My story in today's paper out of Christie's 100th (!) town hall meeting:

STAFFORD TOWNSHIP, N.J. - They began on stages, in front of small crowds, and starred a new governor selling his tax policies to constituents.

Nearly three years later, Gov. Christie's town hall meetings are theaters-in-the-round with soundtracks, videos, and huge audiences. They are communications juggernauts that have helped propel Christie from rookie leader of a medium-sized state to potential Republican presidential candidate.

On Wednesday at his 100th town hall meeting, held in a church gymnasium in this Ocean County town, Christie served up many of the same jokes and the theatrics that audiences in all 21 counties have experienced since February 2010. But his anecdotes and answers to questions he fielded were focused on Sandy and devoid of the fiery partisanship that has kept the TV cameras coming back.
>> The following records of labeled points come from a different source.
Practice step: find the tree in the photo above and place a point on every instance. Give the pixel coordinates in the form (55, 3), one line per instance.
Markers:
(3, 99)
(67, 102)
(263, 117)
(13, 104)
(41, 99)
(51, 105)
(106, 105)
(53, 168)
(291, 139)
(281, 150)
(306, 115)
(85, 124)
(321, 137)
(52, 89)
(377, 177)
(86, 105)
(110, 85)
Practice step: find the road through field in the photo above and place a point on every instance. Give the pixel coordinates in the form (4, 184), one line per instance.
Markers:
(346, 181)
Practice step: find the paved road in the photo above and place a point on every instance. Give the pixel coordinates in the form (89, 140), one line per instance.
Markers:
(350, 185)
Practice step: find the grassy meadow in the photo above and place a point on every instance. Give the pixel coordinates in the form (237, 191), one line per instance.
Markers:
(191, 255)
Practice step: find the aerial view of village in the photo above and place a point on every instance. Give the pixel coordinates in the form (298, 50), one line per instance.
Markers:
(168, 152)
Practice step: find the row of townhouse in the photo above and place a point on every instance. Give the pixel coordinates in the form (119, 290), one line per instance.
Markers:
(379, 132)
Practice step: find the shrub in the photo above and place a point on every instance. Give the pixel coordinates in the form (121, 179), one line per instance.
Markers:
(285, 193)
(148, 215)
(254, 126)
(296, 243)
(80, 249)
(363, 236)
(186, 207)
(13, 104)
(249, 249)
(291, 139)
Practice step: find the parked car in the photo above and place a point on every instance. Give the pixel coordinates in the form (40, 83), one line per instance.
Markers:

At times, Christie exhibited an aw-shucks attitude about the growth of his town hall meetings and fame. He still can't believe his name is on the door to the governor's office, he said.

"The one constant in all of it is you," he told the room, in one of several instances in which he sought to strike an emotional chord.

More than 30,000 people have attended Christie's town hall meetings, the governor's office estimates. The throng Wednesday was too large for the 800-capacity gym, forcing about 250 people into an overflow room long before Christie took the stage.

The audience was made up mostly of Christie partisans, as they usually are. They laughed, they awww-ed, and they applauded - sometimes on their feet. Largely white, with more than a few members who were white-haired, the crowd reflected the town hall meetings' usual demographics.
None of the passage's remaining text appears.